Menurut Hasbullah, alasan
pemerintah bahwa dana tidak cukup dinilai tidak tepat. Apalagi kini pemerintah
memiliki dana lebih besar akibat pengurangan subsidi BBM.
Hal lain, menurut Ali Ghufron,
pengalihan aset dari PT Askes menjadi badan nirlaba BPJS masih dalam proses.
Sejumlah peraturan yang diperlukan untuk melaksanakan JKN masih dibahas dalam
kelompok kerja regulasi. Diharapkan sebelum akhir tahun semua sudah selesai.
Sarana dan tenaga
Hal penting yang harus disiapkan
tentunya fasilitas pelayanan kesehatan dan tenaga kesehatan. Distribusi tenaga
kesehatan merupakan masalah selain pembiayaan kesehatan, terutama setelah era
reformasi dan desentralisasi. Dokter, perawat, dan bidan cenderung berkumpul di
kota-kota besar.
Berdasarkan data Kemenkes 2012,
sebanyak 25 persen dari 9.323 puskesmas di Indonesia tidak memiliki dokter.
Artinya sekitar 2.330 puskesmas tidak ada dokter. Hal itu terutama terjadi di
daerah terpencil, tertinggal, perbatasan, serta pulau-pulau kecil terdepan dan
terluar.
Menurut Ali Ghufron, Kementerian
Kesehatan telah memetakan sarana kesehatan yang tersedia.

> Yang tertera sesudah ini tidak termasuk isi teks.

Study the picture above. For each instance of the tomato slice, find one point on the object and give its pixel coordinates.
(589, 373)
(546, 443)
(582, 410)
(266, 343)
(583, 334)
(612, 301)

Jumlah rumah sakit
(pemerintah dan swasta) yang pada tahun 2009 masih sekitar 1.700, kini
meningkat jadi 2.102 RS untuk memenuhi kebutuhan pelayanan kesehatan sekunder
dan tersier. Jumlah puskesmas untuk memenuhi pelayanan kesehatan primer dari
sekitar 9.300 menjadi 9.520 unit.
Saat ini jumlah tenaga kesehatan
sekitar 88.000 dokter umum dan 24.000 dokter spesialis. Ali Ghufron mengakui,
penyebaran dokter spesialis masih menjadi masalah. Karena itu, pihaknya
memberikan beasiswa pendidikan dokter spesialis bagi sekitar 3.500 dokter umum.
Diharapkan sebagian besar sudah selesai menjalani pendidikan pada tahun 2014.
Mereka akan ditempatkan di daerah tertinggal dan perbatasan.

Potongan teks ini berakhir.